In Silico Analysis: The Effect of Adjuvant on Multi-epitope Vaccine SARS-COV-2 against Toll like Receptor 4 (TLR4) Signaling M. Afrizal Firmansyah(a), Aris Susilo(a), Dian Marlina(a), Andri Prasetiyo(b), Rina Herowati (a*)
a) Faculty of Pharmacy, Universitas Setia Budi, Jl. Letjend Sutoyo, 57127 Surakarta, Indonesia
* rinaherowati[at]setiabudi.ac.id
b) Faculty of Pharmacy, Universitas Pancasila, Jl. Lenteng Agung Raya No.56, 12640 Jakarta, Indonesia
Abstract
Booster doses of the SARS CoV 2 vaccine that have been developed are still needed since the neutralization effect of vaccines decreases. Developing of vaccines with the addition of adjuvants using the subunit method is considered necessary in order to activate the innate immune system and trigger an adaptive immune response. Aluminum Hidroxide (AlOH) based adjuvants, the first vaccine adjuvant, have been used popularly in most human vaccines. However, they lack ability to intervene in cell-mediated immunity such as Toll-Like Receptors. This study aims to predict the effect of adjuvants in the SARS CoV 2 multi-epitope vaccine on Toll-Like Receptor 4 signaling using in silico analysis. Webserver-based designed vaccine was created using sequences from Uniprot. The highest antigenicity sequence was identified in this study. Epitope MHC I, II, and B Cells. NetCTL 1.2 were used to predict MHC I epitope. IEDB was used to predict MHC II epitope and B cells. The epitope was constructed in 3D with TrRosetta by combining the obtained epitope with adjuvant Ribosomal 50S L7/L12 (rpIL) and Beta Defensin (hBDs). Molecular anchoring was carried out using HADDOCK 2.4. Molecular dynamics simulation was generated by YASARA. The obtained rpIL and hBDs design vaccines were structurally stable, nontoxic, and nonallergenic. hBDs vaccine design showed the highest antigenicity compared to rpIL with antigenicity of 0.5134 and 0.5114. The molecular docking of the hBDs design had a high predicted binding of -119.55 Kcal/mol, while rpIL had a predicted binding of -89.83 Kcal/mol.
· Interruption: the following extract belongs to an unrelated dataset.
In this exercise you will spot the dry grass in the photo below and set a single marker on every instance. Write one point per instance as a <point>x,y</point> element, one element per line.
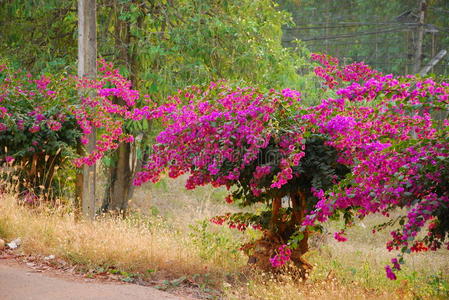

Molecular dynamics predictions in the two vaccine designs showed similar results, vaccine designs with hBDs adjuvant possed stronger TLR4 signaling than rpIL adjuvant. The average RMSD and RMSF of the hBDs design were 5.224 Angstrom and 2.05 Angstrom. On the other hand, the Ribosomal 50S L7/L12 adjuvant had the average RMSD and RMSF of 5.12 Angstrom and 2.01 Angstrom.